Il più famoso sito di “crowdfunding” esempio di come la tecnologia possa essere strumento di impresa sociale

Si chiama «Kick-starter», e in gergo tecnico potrebbe essere tradotto come la «messa in moto» o addirittura il «calcio di inizio». E’ una piattaforma Internet che permette di raccogliere fondi per finanziare un’idea, un progetto o un sogno. Una specie di mecenate online che si poggia sul principio del micro-credito, un canale di finanziamento alternativo, che ha l’obiettivo di portate a compimento imprese di diverso genere, come la produzione di un film, la realizzazione di un libro o l’incisione di un disco. Attenzione però, non è una forma di investimento con cui chi versa una somma di denaro spera di ricavarne interessi di carattere pecuniario. In questo caso, infatti, il «reward», ovvero la ricompensa non è economica, ma può essere lo stesso frutto del progetto, o da esso completamente slegato. Se ad esempio un aspirante musicista vuole produrre un album e non riesce a reperire fondi dai canali tradizionali, pubblica il suo progetto su Kickstarter, presentandolo al pubblico a cui chiede di sostenerlo. Chi versa una somma viene ricompensato con una copia dell’album che, probabilmente, sarà venduta sul mercato a un prezzo superiore rispetto all’offerta fatta, così anche il micro- finanziatore ne otterrà vantaggio. Oppure la ricompensa per chi ha contribuito è di natura completamente diversa come, ad esempio, una maglietta autografata dall’aspirante musicista. Kickstarter è un’azienda newyorkese nata nel 2009 grazie a tre giovani e, a inizio ottobre, aveva lanciato 73.620 progetti con un tasso di riuscita – nella raccolta dei fondi prefissati – del 43,85 per cento. Per un totale di 381 milioni di dollari: il sito incassa infatti il 5% dei fondi raccolti con i quali finanzia le sue attività.

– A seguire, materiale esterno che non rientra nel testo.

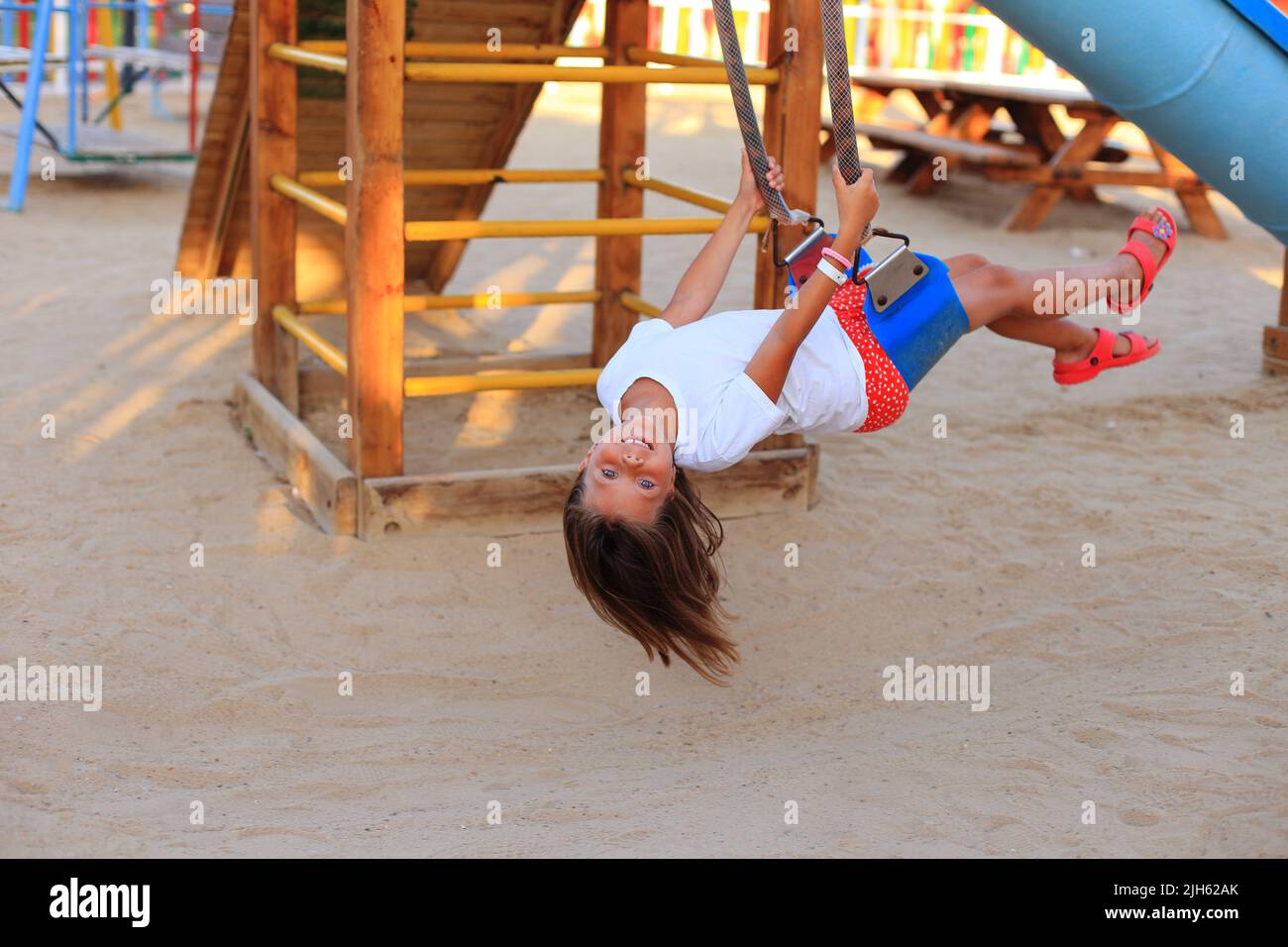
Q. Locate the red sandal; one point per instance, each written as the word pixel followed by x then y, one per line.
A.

I progetti sono invece suddivisi in 13 categorie e 36 sottocategorie, per lo più di ispirazione artistica. «La definirei una piattaforma di “publishing”, ossia un modo per agevolare l’incontro tra domanda e offerta, dove nel primo caso si hanno soggetto privati che vogliono portare a compimento dei progetti, e dall’altra persone che credono nell’idea e sono disposte a finanziarla», spiega Nicola Gallotti, top-manager di esperienza internazionale. Ci spiega che si tratta di una forma di finanziamento non «equity», ovvero che con essa non si acquisisce una quota del progetto o dell’impresa che si va a finanziare, in sostanza non si è una sorta di azionisti, altrimenti si dovrebbe sottostare a una serie di norme e procedure che regolano questo genere di attività. «Il principio è quello del “crowdfunding”», dice, ovvero la raccolta fondi attraverso canali informali, una rete di conoscenze, parenti, amici e il network che si crea con la rete, come accade nella raccolta fondi per beneficenza in televisione. Da questo principio Gallotti vuole partire per esportare, o meglio applicare, il «crowdfunding» in Italia.

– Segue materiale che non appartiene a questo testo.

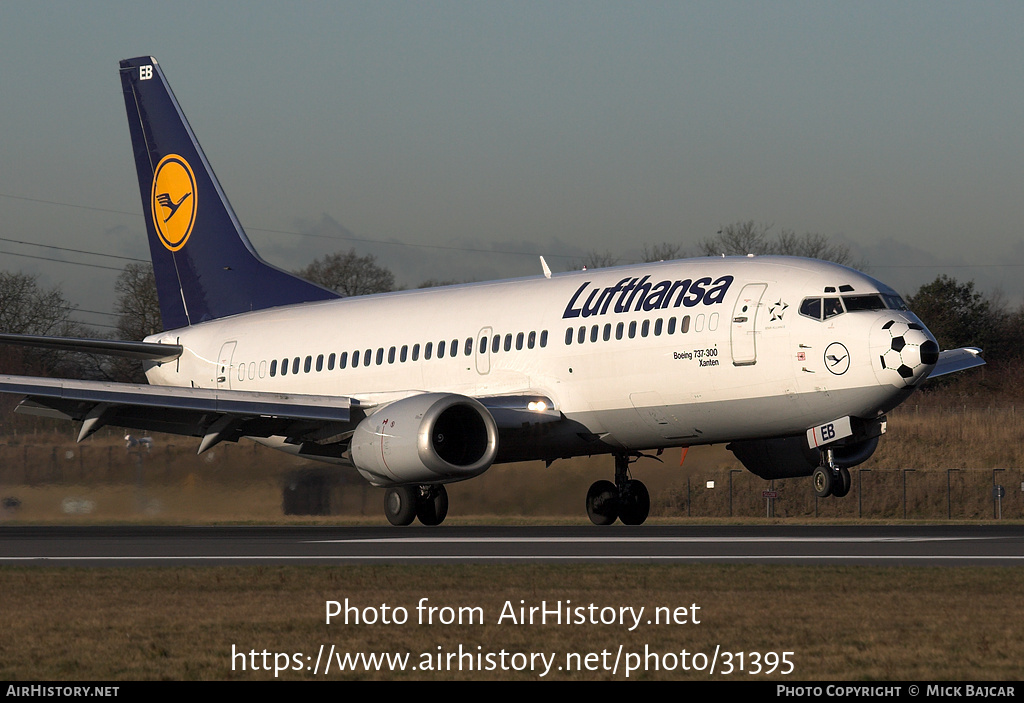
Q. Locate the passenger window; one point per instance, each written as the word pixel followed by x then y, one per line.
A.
pixel 811 307
pixel 833 307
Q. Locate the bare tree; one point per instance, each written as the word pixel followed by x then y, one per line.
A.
pixel 27 308
pixel 137 305
pixel 741 238
pixel 663 252
pixel 349 274
pixel 594 259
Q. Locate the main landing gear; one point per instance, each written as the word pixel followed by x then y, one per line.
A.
pixel 404 503
pixel 627 498
pixel 830 479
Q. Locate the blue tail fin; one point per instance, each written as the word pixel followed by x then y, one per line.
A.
pixel 204 263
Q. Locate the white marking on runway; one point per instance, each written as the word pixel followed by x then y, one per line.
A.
pixel 636 540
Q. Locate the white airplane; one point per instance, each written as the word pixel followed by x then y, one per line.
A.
pixel 793 361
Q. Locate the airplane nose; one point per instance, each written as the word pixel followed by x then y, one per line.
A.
pixel 906 352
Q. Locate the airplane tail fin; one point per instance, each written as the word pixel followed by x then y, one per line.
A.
pixel 204 263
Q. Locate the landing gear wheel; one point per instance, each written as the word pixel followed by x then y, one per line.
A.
pixel 841 486
pixel 432 504
pixel 602 502
pixel 634 502
pixel 399 504
pixel 821 479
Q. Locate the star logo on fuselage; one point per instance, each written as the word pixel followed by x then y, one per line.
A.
pixel 777 310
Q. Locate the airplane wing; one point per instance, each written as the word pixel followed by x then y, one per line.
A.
pixel 953 360
pixel 211 413
pixel 143 351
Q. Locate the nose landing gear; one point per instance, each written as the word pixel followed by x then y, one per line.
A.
pixel 627 499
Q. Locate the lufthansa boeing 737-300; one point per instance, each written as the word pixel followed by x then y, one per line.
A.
pixel 793 361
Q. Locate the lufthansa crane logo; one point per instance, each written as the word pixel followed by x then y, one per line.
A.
pixel 837 358
pixel 173 201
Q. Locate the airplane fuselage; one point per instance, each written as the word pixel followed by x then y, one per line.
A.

«L’idea è di dare vita a una piattaforma che consenta il finanziamento di progetti elaborati da nostri connazionali e che abbiano una dimensione più ampia», prosegue il top-manager, ovvero che vadano oltre quella dimensione più squisitamente artistica che hanno le imprese di Kickstarter. Una visione ambiziosa ma di assoluta attualità dal momento che con la perdurante crisi finanziaria e le difficoltà di accesso al credito, questo potrebbe risultare lo strumento giusto per fare micro-impresa. «Con l’obiettivo di esportare l’italianità», dal momento che a fronte di una presunta diffidenza interna e il rischio di lacune normative nazionali, «potrebbero essere persone da ogni parte del Pianeta a finanziare l’attività, che grazie alla piattaforme acquisirebbe popolarità in tutto il mondo». In sostanza un esempio di come la tecnologia può essere strumento di impresa sociale, abbattendo le distanze tra strutture, istituzioni e uomini.